Compare the population in the first and last available year (use the Y-axis to display years).

Set the chart with a height of 800 and a width of 500, assign a fairly high opacity to the markers and make them larger.

Add information about the country and population when hovering over each marker.

In [33]:
data

Unnamed: 0,Country,Year,fertility,life,population,child_mortality,gdp,region
0,Afghanistan,1964,7.671,33.639,10474903.0,339.7,1182.0,South Asia
1,Afghanistan,1965,7.671,34.152,10697983.0,334.1,1182.0,South Asia
2,Afghanistan,1966,7.671,34.662,10927724.0,328.7,1168.0,South Asia
3,Afghanistan,1967,7.671,35.170,11163656.0,323.3,1173.0,South Asia
4,Afghanistan,1968,7.671,35.674,11411022.0,318.1,1187.0,South Asia
...,...,...,...,...,...,...,...,...
10106,Åland,2002,,81.800,26257.0,,,Europe & Central Asia
10107,Åland,2003,,80.630,26347.0,,,Europe & Central Asia
10108,Åland,2004,,79.880,26530.0,,,Europe & Central Asia
10109,Åland,2005,,80.000,26766.0,,,Europe & Central Asia


In [34]:
fdata = data[data['Year'].isin([2013,1964])]

In [35]:
# calculate delta pop

# 1. Sort by Country and Year
fdata_sorted = fdata.sort_values(['Country', 'Year'])

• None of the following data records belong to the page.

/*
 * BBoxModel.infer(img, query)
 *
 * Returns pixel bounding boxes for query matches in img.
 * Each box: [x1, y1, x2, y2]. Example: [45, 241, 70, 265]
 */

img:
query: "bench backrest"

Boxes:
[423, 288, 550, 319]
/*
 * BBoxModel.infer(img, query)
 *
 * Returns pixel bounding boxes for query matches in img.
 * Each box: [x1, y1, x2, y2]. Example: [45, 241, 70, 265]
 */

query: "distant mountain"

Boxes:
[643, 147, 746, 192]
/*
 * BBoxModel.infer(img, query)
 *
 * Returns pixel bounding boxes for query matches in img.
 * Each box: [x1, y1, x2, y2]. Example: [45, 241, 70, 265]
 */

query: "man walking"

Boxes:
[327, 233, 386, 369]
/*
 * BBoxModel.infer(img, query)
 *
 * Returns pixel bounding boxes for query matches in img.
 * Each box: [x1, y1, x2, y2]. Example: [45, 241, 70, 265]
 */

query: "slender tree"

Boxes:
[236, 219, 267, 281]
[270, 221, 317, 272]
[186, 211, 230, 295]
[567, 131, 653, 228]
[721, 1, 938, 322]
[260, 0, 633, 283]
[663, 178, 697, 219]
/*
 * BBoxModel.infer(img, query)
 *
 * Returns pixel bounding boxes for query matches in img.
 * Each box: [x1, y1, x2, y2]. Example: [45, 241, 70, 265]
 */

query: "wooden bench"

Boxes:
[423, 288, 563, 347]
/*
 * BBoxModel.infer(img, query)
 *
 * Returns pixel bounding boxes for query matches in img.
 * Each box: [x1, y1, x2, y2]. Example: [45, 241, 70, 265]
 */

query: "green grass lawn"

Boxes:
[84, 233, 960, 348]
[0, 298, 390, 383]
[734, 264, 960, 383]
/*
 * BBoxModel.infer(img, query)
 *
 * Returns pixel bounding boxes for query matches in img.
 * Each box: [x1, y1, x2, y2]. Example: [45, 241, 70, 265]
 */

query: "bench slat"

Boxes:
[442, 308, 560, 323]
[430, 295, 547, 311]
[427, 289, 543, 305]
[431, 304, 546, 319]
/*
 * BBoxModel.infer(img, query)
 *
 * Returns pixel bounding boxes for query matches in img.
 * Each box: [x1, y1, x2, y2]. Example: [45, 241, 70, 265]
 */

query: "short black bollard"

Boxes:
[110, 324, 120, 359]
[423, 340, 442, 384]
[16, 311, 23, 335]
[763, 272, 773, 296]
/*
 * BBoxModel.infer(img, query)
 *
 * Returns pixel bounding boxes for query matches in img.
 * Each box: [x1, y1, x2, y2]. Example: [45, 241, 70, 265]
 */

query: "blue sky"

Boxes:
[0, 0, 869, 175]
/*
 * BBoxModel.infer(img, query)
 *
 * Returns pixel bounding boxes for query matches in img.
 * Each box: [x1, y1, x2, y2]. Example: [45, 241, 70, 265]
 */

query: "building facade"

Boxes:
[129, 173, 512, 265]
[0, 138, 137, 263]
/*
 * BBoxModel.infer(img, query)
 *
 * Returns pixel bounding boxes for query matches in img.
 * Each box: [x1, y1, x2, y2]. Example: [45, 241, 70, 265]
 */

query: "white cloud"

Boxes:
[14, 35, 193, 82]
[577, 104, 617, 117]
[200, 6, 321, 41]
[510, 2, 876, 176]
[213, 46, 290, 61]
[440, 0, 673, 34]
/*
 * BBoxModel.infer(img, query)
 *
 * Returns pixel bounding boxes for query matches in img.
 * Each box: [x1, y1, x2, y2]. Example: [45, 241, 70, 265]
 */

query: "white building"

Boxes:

# 2. Calculate first and last population for each Country
fdata_sorted['first_population'] = fdata_sorted.groupby('Country')['population'].transform('first')
fdata_sorted['last_population'] = fdata_sorted.groupby('Country')['population'].transform('last')

# 3. Calculate percentage change
fdata_sorted['percent_change'] = (fdata_sorted['last_population'] / fdata_sorted['first_population']) * 100

# 4. Find the maximum year for each Country
fdata_sorted['max_year'] = fdata_sorted.groupby('Country')['Year'].transform('max')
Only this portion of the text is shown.